Contudo, o resgate dessa diversão tem sido observado. Antonella Ferreira Nunes, de quatro anos, vive no mundo da fantasia das brincadeiras junto com a mãe, Paula. Através das redes sociais, Paula mostra o dia a dia com a filha e tudo o que envolve o colorido da diversão através de brinquedos antigos, pinturas e outros.

Paula conta que o que a motivou a fazer o resgate foi estar presente, desenvolver a inteligência emocional e explorar a criatividade da filha. “Geralmente, fazemos uma atividade juntas e outra livre, à escolha dela. Separei algumas caixas com materiais recicláveis e artísticos para explorarmos as infinitas possibilidades de brincadeiras e atividades. Na maioria das vezes, coloco um propósito por trás da atividade, como trabalhar as emoções, conhecer os sentidos ou simplesmente a ludicidade e o afeto”, relata.

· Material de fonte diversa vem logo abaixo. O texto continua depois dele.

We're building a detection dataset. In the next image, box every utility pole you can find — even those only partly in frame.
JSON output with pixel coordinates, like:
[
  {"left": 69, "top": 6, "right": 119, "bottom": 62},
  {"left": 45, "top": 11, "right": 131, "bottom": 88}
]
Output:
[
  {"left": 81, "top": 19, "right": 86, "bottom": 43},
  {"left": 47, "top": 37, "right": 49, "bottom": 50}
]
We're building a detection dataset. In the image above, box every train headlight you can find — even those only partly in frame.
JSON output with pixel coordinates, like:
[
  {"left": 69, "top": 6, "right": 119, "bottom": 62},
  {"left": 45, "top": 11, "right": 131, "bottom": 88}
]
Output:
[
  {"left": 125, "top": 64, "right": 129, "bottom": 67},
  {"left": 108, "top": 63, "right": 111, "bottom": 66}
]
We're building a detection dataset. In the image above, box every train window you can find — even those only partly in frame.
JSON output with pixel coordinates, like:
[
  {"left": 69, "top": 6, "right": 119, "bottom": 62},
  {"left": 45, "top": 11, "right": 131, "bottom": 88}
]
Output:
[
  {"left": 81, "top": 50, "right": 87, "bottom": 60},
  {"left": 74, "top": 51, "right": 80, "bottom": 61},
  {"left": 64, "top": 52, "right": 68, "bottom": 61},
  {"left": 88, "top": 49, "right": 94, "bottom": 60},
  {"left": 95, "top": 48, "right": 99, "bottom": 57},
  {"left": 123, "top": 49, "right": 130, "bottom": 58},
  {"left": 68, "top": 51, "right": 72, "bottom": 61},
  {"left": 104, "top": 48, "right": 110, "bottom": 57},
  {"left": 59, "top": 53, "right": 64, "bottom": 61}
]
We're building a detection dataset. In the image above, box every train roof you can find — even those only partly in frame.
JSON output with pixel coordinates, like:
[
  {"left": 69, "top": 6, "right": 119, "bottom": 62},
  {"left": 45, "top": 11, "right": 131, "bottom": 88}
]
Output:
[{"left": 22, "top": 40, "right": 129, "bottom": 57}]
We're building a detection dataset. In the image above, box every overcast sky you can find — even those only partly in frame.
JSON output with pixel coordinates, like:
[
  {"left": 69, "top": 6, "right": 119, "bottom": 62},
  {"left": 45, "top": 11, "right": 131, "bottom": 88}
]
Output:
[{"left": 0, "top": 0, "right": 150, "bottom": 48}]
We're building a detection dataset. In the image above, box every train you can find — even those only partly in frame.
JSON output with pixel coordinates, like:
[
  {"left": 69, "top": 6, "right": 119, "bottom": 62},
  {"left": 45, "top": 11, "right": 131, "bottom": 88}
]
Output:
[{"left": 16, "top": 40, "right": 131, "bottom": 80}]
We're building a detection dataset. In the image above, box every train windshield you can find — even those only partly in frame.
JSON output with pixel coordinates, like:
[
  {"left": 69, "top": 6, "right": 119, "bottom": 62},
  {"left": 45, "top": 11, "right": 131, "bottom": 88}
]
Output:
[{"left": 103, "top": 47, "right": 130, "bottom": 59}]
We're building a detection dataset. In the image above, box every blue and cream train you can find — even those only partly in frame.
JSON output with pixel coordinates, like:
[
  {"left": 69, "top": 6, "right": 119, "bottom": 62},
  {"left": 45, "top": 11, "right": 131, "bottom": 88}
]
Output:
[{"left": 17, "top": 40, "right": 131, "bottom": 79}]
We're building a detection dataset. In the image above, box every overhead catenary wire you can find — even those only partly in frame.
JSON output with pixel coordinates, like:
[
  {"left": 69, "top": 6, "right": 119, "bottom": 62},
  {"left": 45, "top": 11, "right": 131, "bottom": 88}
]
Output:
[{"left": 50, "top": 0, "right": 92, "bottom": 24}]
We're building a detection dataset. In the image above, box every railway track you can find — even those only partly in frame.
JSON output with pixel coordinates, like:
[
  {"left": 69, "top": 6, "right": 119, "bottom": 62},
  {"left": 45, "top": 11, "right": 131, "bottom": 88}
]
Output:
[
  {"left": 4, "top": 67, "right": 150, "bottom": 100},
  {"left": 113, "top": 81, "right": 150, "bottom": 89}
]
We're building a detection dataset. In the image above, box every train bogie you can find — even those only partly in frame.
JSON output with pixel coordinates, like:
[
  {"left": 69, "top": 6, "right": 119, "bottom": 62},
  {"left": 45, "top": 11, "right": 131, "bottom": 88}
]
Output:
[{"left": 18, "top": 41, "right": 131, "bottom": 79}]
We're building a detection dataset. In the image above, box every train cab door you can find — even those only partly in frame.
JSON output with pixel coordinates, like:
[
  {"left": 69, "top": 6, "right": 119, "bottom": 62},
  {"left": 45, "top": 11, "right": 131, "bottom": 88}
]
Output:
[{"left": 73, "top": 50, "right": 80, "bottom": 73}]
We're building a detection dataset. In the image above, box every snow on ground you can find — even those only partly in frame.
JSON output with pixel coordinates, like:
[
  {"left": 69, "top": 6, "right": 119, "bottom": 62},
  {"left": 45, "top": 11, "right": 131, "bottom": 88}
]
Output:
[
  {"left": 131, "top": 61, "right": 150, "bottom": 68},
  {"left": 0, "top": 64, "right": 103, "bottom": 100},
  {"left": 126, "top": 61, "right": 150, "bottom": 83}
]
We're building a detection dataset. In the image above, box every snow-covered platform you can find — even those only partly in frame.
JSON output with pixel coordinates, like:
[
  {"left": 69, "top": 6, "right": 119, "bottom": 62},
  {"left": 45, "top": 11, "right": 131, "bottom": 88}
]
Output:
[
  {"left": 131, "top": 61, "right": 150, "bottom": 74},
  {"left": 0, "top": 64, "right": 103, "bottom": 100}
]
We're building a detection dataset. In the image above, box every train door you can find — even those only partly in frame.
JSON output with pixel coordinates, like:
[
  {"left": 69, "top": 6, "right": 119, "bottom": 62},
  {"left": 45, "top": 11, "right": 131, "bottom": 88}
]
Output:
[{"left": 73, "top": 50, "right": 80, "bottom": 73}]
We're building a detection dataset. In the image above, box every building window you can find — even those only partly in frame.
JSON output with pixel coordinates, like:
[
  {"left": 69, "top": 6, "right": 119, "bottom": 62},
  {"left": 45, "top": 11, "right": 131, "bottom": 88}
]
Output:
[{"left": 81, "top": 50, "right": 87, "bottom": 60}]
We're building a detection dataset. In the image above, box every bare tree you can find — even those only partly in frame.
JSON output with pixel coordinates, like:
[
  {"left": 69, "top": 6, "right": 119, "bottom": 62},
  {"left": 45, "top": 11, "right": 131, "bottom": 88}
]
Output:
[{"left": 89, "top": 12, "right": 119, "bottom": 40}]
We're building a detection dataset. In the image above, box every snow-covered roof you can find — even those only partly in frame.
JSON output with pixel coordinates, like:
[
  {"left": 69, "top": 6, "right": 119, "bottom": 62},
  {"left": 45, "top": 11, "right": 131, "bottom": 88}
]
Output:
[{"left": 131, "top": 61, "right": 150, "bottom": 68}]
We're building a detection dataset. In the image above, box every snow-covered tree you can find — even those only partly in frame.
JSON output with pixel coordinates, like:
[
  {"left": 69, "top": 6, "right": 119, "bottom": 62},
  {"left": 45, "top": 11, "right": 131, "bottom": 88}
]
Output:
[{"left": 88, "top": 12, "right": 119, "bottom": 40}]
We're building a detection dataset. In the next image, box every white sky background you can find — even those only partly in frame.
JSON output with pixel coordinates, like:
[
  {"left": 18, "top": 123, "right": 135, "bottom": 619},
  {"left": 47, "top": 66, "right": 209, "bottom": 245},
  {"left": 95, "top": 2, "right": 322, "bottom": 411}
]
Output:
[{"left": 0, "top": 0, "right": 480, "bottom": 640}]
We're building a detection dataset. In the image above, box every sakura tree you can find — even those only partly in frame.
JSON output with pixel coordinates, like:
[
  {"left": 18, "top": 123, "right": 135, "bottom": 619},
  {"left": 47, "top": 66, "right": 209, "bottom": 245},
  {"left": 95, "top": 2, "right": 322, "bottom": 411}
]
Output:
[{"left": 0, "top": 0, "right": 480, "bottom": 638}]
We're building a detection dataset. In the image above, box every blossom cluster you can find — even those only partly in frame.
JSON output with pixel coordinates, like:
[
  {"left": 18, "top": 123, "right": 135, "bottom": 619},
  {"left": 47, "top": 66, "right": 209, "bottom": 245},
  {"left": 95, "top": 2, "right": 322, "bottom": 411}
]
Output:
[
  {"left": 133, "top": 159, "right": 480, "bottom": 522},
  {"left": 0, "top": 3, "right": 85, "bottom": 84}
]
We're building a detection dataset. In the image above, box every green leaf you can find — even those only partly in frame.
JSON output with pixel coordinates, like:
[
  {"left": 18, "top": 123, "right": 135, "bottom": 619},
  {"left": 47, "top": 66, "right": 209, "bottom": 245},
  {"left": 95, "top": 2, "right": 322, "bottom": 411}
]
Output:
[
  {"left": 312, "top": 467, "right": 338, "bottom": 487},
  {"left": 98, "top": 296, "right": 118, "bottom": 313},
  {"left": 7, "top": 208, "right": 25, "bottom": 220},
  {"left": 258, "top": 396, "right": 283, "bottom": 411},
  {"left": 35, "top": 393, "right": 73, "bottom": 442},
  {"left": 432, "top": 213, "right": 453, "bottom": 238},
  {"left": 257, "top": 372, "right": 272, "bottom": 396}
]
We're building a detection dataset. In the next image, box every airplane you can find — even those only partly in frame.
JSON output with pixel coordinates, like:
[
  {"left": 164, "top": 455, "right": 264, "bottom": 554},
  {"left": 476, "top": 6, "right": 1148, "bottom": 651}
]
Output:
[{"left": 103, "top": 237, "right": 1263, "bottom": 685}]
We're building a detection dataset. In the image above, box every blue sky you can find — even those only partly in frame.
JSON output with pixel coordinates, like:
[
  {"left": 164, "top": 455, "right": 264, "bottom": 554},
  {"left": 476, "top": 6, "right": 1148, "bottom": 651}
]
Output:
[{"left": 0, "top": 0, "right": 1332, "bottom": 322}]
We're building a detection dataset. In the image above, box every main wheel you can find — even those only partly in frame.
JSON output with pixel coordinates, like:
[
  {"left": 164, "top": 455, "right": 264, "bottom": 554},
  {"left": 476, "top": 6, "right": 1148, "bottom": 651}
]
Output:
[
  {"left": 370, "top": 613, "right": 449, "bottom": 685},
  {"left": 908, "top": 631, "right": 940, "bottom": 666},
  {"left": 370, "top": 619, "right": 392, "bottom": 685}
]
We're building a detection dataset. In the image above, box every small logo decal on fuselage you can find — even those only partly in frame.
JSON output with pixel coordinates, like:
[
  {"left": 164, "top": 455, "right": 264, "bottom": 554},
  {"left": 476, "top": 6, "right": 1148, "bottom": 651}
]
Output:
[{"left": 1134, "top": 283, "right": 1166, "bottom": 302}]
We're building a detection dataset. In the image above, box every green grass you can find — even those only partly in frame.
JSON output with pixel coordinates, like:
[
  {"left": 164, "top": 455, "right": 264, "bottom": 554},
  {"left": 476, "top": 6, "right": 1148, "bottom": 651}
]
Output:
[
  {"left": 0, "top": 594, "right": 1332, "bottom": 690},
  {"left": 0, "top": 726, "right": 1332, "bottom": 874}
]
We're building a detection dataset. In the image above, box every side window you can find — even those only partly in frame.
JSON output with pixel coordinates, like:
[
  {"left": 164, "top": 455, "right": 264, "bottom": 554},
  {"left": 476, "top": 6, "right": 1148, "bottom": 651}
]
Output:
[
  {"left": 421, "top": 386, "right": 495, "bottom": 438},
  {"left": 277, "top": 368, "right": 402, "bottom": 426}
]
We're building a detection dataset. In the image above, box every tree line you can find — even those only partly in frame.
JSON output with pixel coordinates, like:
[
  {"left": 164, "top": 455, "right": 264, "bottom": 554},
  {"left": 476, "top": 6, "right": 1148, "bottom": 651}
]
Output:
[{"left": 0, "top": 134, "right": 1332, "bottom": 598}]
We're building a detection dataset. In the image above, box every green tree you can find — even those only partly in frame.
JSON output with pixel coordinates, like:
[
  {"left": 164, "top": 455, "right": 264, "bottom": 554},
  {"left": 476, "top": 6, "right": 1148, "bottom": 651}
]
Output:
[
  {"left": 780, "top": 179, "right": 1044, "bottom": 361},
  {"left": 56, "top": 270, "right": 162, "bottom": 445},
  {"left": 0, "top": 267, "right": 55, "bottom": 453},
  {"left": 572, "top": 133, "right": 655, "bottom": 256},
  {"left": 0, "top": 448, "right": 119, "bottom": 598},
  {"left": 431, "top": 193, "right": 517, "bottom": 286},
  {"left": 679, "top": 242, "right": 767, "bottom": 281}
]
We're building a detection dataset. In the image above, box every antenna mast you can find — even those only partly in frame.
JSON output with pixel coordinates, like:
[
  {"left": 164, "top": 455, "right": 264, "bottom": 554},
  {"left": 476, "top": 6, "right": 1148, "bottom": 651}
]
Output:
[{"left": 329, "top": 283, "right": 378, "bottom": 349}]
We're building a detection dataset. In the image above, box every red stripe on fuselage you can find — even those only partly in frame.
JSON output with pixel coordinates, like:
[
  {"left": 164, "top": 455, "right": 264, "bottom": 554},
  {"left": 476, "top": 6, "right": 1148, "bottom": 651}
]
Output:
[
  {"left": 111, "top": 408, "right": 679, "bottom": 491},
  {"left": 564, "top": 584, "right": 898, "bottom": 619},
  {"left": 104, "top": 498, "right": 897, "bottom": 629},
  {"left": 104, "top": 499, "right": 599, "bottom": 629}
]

Segundo a mãe, elas brincam muito de pintar rolos de papel higiênico e papel toalha, materiais que viram porta-lápis. “Ou palitos de picolé que viram um porta-caneca. Reutilizamos muitas embalagens. É muito legal vê-la recolhendo os rolos do banheiro e falando: ‘mamãe, tive uma ideia!’”, diz Paula.

Ainda de acordo com a mãe, além das brincadeiras antigas, ela incentiva a filha a estar em contato com a natureza. “Sempre que o clima favorece nós vamos a algum lugar onde ela possa correr bastante e se conectar com a natureza. E aí, é claro que pique-esconde e pega-pega não podem faltar”, comenta. Na atividade livre, Paula diz que deixa Antonella escolher do que quer brincar.

Paula destaca que escolheu ser uma mãe presente na educação e diversão da filha. “Isto, para mim, não significa estar presente 24 horas por dia. Mas sim me entregar a ela, dando atenção plena, quando estamos juntas. Não tenho dúvidas de que escola e família estão juntas nisso”, comenta a mãe.

Entre as brincadeiras preferidas estão pintura, desenho, e tudo que envolva arte. Com simplicidade e liberdade de escolha. “As pessoas consomem tanta informação e se esquecem de adquirir conhecimento sobre formas saudáveis de educar os filhos, principalmente emocionalmente. Nós, pais, como maioria, viemos de uma geração de sentimentos invalidados, de: ‘fica quieto que quero assistir ao jornal’, ou ‘engole este choro’, e, definitivamente, não é isso que quero para a vida dela”, destaca a mãe.